Measure of world food prices rose for first time in year


Published: 2023-05-05 15:20

Last Updated: 2023-09-29 06:36

Source: FAO (Sugar warehouse in Brazil)
Source: FAO (Sugar warehouse in Brazil)

The Food and Agriculture Organization (FAO) of the United Nations (UN) said that the Food Price Index increased in April for the first time in a year.

This comes amid higher sugar, meat and rice prices across the globe, and lower wheat, maize, dairy products and vegetable oil prices.

The benchmark index of international food commodity prices, which keeps track of changes in the global prices of commonly-traded food commodities on a monthly basis, averaged 127.2 points last month, which is a 0.6 percent increase from the previous month.

This represents a 19.7 percent decrease in comparison to April 2022 but a 5.2 percent increase from April 2021.

-Closer look at rising prices-

The FAO Sugar Price Index increased 17.6 percent in one month, reaching the highest figure since October of 2011.

This comes following a reduction in production and outcomes in India, China, Thailand and the EU because of unprecedented dry weather conditions which delayed the sugarcane crop harvest in Brazil.

In addition to rising international crude oil prices, which could potentially increase the demand for sugarcane-based ethanol.

The FAO Meat Price Index increased 1.3 percent in one month, due to higher pig, bovine and poultry meat prices worldwide.

This rise came amid Asian import demand and production decline due to health issues among animals. As for bovine meat, cattle supplies for slaughter had dropped, most notably in the US.

-Closer look at declining prices-

The FAO Cereal Price Index dropped 1.7 percent in a month, which is 19.8 percent below its value in the same month a year ago.

International wheat prices dropped by 2.3 percent because of large exportable availabilities in Australia and the Russian Federation.

World maize prices dropped 3.2 percent following a seasonal increase in supplies in South America, against a backdrop of reduced harvests due to higher input costs and unstable weather in many countries.

The FAO Vegetable Oil Price Index dropped by 1.3 percent in April, which makes it the fifth consecutive month in which the price declines.

The FAO Dairy Price Index dropped by 1.7 percent due to the ongoing slack in global import demand for milk powders and higher cheese exports in Western Europe.

-Importance of price tracking-

FAO Chief Economist Maximo Torero said: "It is important that we continue to track very closely the evolution of prices and the reasons for increases in prices. As economies recover from significant slowdowns, demand will increase, exerting upward pressure on food prices."

He shared some concerns saying, “At the same time, the increase in rice prices is extremely worrisome and it is essential that the Black Sea initiative is renewed to avoid any other spikes in wheat and maize."

-Forecast and expectations-

FAO adjusted the world wheat production forecast for this year, as the global outturn has been pegged at 785 million tons.

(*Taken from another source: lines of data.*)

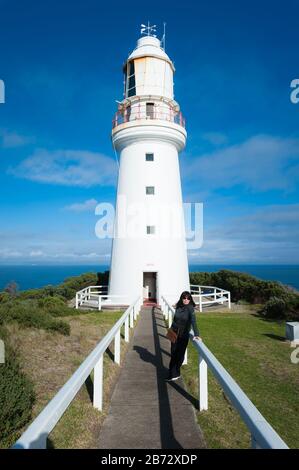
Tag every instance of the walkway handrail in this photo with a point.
(262, 434)
(220, 295)
(35, 437)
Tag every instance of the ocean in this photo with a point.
(34, 276)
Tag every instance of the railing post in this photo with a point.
(185, 358)
(131, 319)
(254, 443)
(169, 317)
(98, 385)
(127, 334)
(203, 384)
(117, 348)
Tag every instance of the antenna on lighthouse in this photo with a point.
(163, 40)
(148, 30)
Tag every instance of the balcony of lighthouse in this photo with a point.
(150, 110)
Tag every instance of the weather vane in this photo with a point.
(148, 30)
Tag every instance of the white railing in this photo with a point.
(215, 295)
(262, 434)
(97, 296)
(35, 437)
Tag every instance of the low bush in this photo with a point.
(274, 308)
(279, 300)
(28, 314)
(16, 396)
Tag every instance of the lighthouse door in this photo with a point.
(149, 285)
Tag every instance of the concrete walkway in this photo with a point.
(146, 412)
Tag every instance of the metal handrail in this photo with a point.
(262, 434)
(35, 437)
(217, 291)
(140, 112)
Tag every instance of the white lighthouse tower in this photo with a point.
(149, 254)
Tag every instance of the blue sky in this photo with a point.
(61, 62)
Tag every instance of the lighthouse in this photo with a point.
(149, 252)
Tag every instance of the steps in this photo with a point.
(146, 412)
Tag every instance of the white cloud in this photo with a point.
(67, 167)
(269, 235)
(215, 138)
(12, 139)
(85, 206)
(36, 253)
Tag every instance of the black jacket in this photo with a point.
(183, 319)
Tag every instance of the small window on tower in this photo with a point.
(150, 110)
(130, 79)
(150, 229)
(150, 190)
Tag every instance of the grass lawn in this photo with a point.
(50, 359)
(254, 352)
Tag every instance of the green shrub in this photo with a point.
(16, 396)
(274, 308)
(29, 315)
(279, 300)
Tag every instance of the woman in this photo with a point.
(183, 319)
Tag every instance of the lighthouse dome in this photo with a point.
(149, 70)
(149, 46)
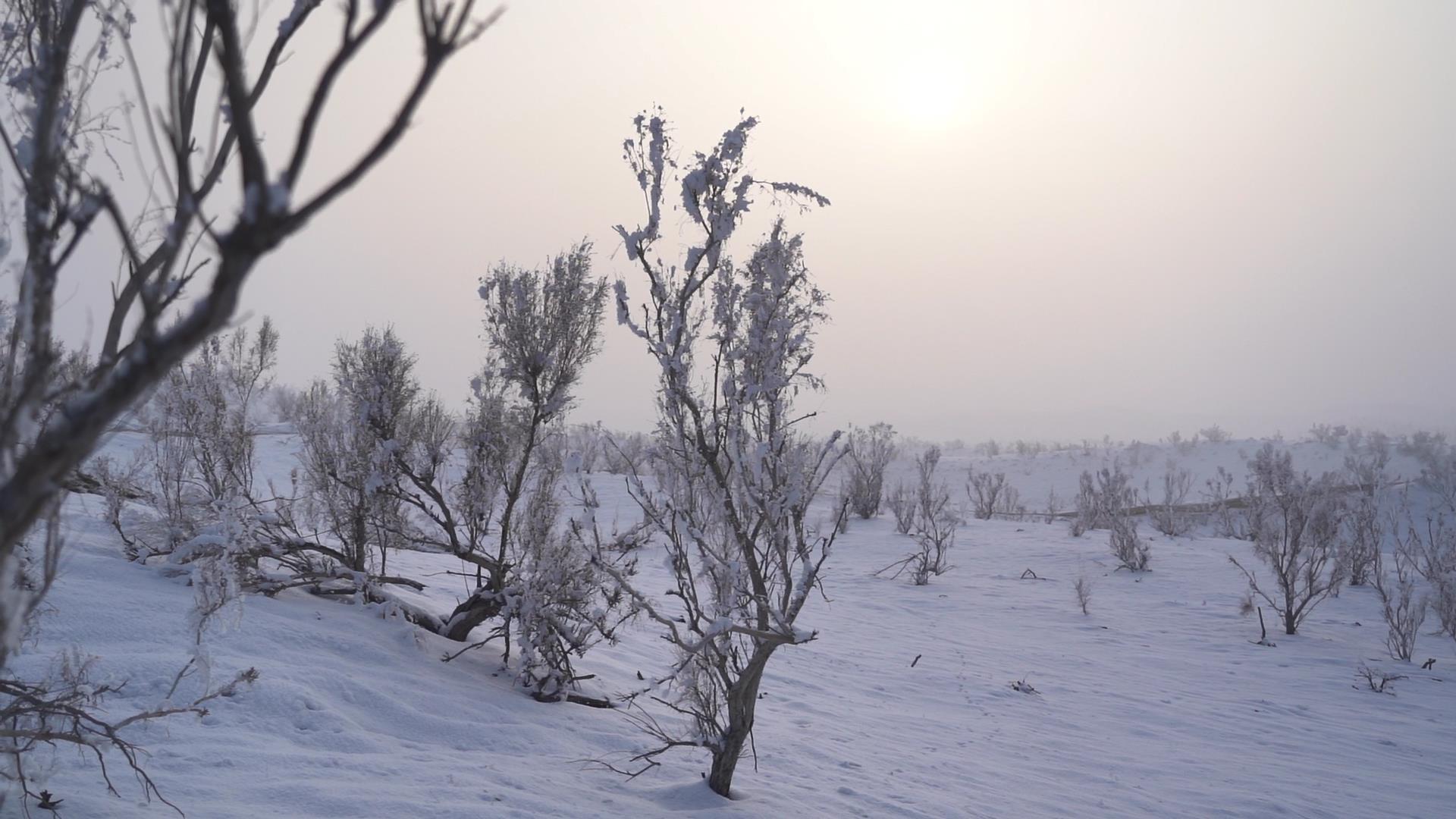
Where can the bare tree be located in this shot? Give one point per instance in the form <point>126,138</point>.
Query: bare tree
<point>902,503</point>
<point>1225,506</point>
<point>1103,497</point>
<point>1215,435</point>
<point>868,453</point>
<point>1362,526</point>
<point>1168,512</point>
<point>1294,523</point>
<point>989,493</point>
<point>736,479</point>
<point>1084,588</point>
<point>1404,610</point>
<point>1430,542</point>
<point>55,407</point>
<point>932,522</point>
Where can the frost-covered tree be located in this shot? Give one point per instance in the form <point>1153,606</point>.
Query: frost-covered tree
<point>990,494</point>
<point>389,468</point>
<point>1294,526</point>
<point>870,452</point>
<point>1168,512</point>
<point>932,523</point>
<point>737,480</point>
<point>213,209</point>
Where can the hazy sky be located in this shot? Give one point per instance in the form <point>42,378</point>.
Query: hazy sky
<point>1050,219</point>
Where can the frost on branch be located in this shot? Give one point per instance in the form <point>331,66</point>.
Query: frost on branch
<point>736,479</point>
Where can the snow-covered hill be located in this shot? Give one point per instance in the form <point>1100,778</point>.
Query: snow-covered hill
<point>1153,704</point>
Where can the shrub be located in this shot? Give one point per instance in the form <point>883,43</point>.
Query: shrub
<point>1294,523</point>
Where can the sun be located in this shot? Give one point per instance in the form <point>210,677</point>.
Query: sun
<point>928,93</point>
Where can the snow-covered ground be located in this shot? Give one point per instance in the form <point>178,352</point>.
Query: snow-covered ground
<point>1153,704</point>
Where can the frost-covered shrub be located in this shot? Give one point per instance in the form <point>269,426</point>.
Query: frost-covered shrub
<point>1181,445</point>
<point>1294,523</point>
<point>1084,589</point>
<point>1103,497</point>
<point>930,521</point>
<point>1128,548</point>
<point>740,475</point>
<point>626,453</point>
<point>1430,542</point>
<point>870,453</point>
<point>1402,607</point>
<point>585,444</point>
<point>902,503</point>
<point>1215,435</point>
<point>1168,512</point>
<point>1424,447</point>
<point>1329,435</point>
<point>1229,516</point>
<point>990,494</point>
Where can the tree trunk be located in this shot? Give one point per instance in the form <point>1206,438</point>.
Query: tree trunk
<point>743,697</point>
<point>478,608</point>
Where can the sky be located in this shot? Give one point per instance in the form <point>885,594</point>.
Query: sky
<point>1050,221</point>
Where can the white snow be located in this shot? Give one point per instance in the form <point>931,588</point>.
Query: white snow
<point>1156,704</point>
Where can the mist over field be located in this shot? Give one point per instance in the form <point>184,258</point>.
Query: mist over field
<point>658,409</point>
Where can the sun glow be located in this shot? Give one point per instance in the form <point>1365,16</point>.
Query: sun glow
<point>929,93</point>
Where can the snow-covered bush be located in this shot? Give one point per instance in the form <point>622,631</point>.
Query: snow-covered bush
<point>626,453</point>
<point>1130,550</point>
<point>1294,523</point>
<point>1363,528</point>
<point>1215,435</point>
<point>55,407</point>
<point>1103,497</point>
<point>868,455</point>
<point>1229,516</point>
<point>932,523</point>
<point>584,444</point>
<point>990,494</point>
<point>1424,447</point>
<point>1329,435</point>
<point>1401,605</point>
<point>1084,589</point>
<point>903,506</point>
<point>1166,512</point>
<point>737,477</point>
<point>1430,542</point>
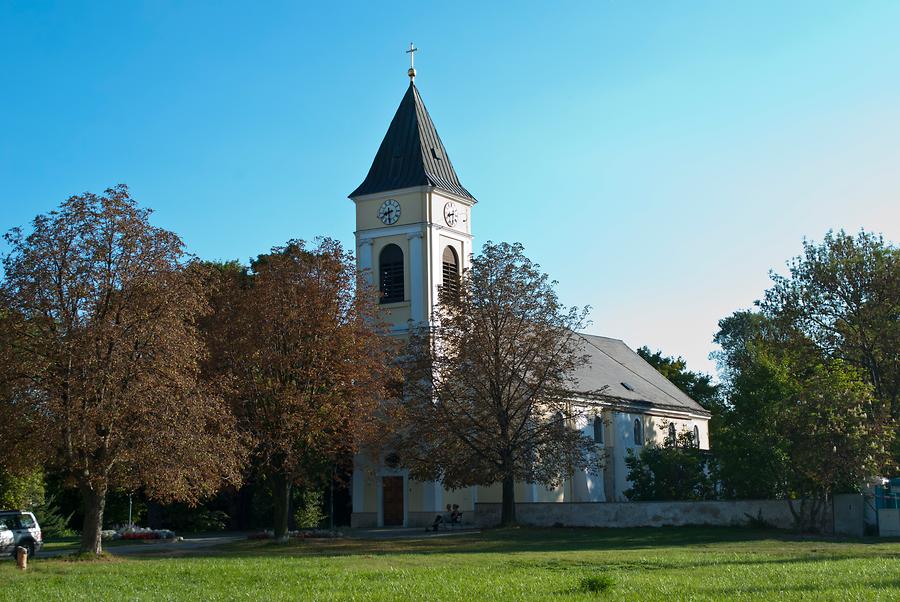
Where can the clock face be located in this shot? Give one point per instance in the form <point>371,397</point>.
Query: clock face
<point>451,214</point>
<point>389,212</point>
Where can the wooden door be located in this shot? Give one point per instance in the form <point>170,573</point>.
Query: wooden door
<point>392,498</point>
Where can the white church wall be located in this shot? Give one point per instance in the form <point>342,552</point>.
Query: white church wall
<point>642,514</point>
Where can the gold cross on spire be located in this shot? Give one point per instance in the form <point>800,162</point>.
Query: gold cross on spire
<point>412,61</point>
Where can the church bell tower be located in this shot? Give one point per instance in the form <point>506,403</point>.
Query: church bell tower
<point>413,217</point>
<point>413,236</point>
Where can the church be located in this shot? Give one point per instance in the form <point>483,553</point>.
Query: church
<point>414,228</point>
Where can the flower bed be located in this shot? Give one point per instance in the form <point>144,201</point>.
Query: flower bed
<point>301,534</point>
<point>138,534</point>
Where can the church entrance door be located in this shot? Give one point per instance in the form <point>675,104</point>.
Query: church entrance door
<point>392,497</point>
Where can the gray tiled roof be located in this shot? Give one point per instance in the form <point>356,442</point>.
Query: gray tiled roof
<point>613,363</point>
<point>411,154</point>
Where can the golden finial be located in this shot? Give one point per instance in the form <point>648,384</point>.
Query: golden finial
<point>412,61</point>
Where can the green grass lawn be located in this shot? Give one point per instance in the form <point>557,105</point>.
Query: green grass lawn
<point>517,564</point>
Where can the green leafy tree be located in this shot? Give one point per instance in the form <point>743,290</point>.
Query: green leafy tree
<point>695,385</point>
<point>676,470</point>
<point>842,298</point>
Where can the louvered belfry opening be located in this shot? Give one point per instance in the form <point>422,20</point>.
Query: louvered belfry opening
<point>390,262</point>
<point>450,269</point>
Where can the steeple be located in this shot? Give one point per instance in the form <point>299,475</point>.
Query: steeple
<point>411,153</point>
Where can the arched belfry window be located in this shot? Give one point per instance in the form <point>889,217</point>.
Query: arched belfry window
<point>450,271</point>
<point>390,270</point>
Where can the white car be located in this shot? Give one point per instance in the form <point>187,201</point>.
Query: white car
<point>25,530</point>
<point>7,540</point>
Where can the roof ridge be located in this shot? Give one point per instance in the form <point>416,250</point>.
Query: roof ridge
<point>666,393</point>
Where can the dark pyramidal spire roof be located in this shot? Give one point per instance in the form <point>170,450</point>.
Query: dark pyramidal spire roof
<point>411,154</point>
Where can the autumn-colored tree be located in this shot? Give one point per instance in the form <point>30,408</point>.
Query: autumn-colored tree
<point>297,338</point>
<point>100,315</point>
<point>488,385</point>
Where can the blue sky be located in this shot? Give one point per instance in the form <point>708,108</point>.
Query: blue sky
<point>656,158</point>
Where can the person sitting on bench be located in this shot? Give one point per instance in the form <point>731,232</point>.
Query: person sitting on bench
<point>455,516</point>
<point>441,518</point>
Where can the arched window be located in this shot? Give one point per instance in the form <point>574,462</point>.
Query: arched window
<point>450,271</point>
<point>390,270</point>
<point>598,430</point>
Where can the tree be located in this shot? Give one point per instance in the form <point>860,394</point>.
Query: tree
<point>843,297</point>
<point>296,338</point>
<point>487,395</point>
<point>752,459</point>
<point>695,385</point>
<point>676,470</point>
<point>797,424</point>
<point>101,313</point>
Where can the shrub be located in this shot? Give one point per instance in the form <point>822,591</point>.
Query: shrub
<point>596,584</point>
<point>309,515</point>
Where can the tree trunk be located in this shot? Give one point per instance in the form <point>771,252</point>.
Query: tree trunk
<point>281,490</point>
<point>93,502</point>
<point>508,512</point>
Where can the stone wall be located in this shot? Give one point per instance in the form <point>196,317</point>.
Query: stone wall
<point>642,514</point>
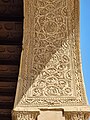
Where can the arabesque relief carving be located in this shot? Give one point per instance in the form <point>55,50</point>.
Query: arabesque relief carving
<point>50,74</point>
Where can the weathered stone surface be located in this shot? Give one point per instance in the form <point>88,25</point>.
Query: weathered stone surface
<point>50,73</point>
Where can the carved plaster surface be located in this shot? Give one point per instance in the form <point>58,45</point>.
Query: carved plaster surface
<point>25,115</point>
<point>50,70</point>
<point>76,116</point>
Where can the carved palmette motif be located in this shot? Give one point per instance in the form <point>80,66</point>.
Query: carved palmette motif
<point>51,52</point>
<point>25,115</point>
<point>50,71</point>
<point>76,116</point>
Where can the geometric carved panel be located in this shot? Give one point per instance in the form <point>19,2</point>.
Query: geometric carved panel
<point>50,73</point>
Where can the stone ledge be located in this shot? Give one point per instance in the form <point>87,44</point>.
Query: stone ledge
<point>65,108</point>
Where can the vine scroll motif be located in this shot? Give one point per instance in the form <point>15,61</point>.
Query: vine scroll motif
<point>51,50</point>
<point>77,116</point>
<point>53,74</point>
<point>25,115</point>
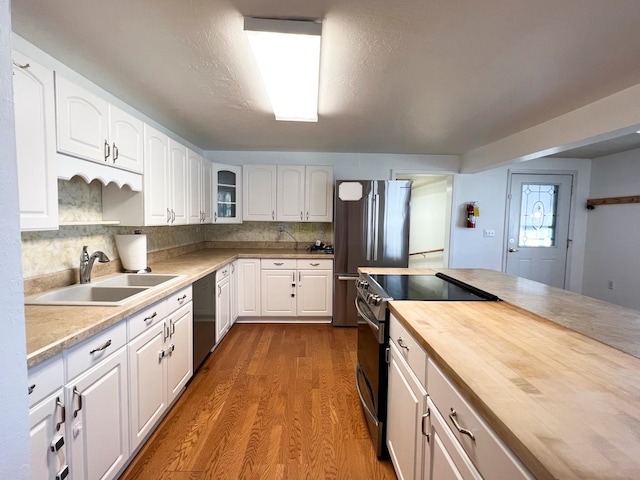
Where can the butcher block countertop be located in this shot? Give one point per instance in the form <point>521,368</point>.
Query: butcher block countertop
<point>52,329</point>
<point>567,405</point>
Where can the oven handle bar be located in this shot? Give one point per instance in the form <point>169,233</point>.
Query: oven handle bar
<point>362,401</point>
<point>379,332</point>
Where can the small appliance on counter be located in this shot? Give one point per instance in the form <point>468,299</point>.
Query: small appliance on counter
<point>133,252</point>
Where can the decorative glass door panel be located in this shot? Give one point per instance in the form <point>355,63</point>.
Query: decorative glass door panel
<point>538,212</point>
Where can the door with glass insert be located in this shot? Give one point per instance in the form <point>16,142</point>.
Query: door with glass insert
<point>228,194</point>
<point>538,227</point>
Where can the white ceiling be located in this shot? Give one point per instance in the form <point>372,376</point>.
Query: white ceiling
<point>401,76</point>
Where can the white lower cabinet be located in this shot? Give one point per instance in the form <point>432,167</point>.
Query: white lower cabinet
<point>98,430</point>
<point>278,288</point>
<point>407,403</point>
<point>47,415</point>
<point>433,433</point>
<point>223,301</point>
<point>160,362</point>
<point>248,283</point>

Brazil’s production of maize is expected to climb to an all-time high, while Argentina's production is expected to drop below average levels as a result of ongoing dry conditions and heat waves. South Africa's production is expected to also reach the second-highest harvest of all time.

As for rice production, the impact of the La Niña has caused varying expectations regarding the areas along and south of the equator. 

FAO raised its projection for cereals' world trade to 472 million tons, approximately 2.2 percent below its all-time high-value last season.

Global wheat trade in 2022/23 is forecast at 2.3 percent, global coarse grains trade by 5.5 percent and rice by 4.4 percent year-to-year.

World cereal utilization in 2022/23 is forecast at 2 780 million tons and world cereal stocks at 855 million tons by the close of seasons.

According to the latest forecasts, the 2022/23 global cereal stocks-to-use ratio is expected to stand at 29.8 percent, which is a slight decrease from 30.8 percent over the past year, but a "relatively comfortable supply level globally," said the FAO.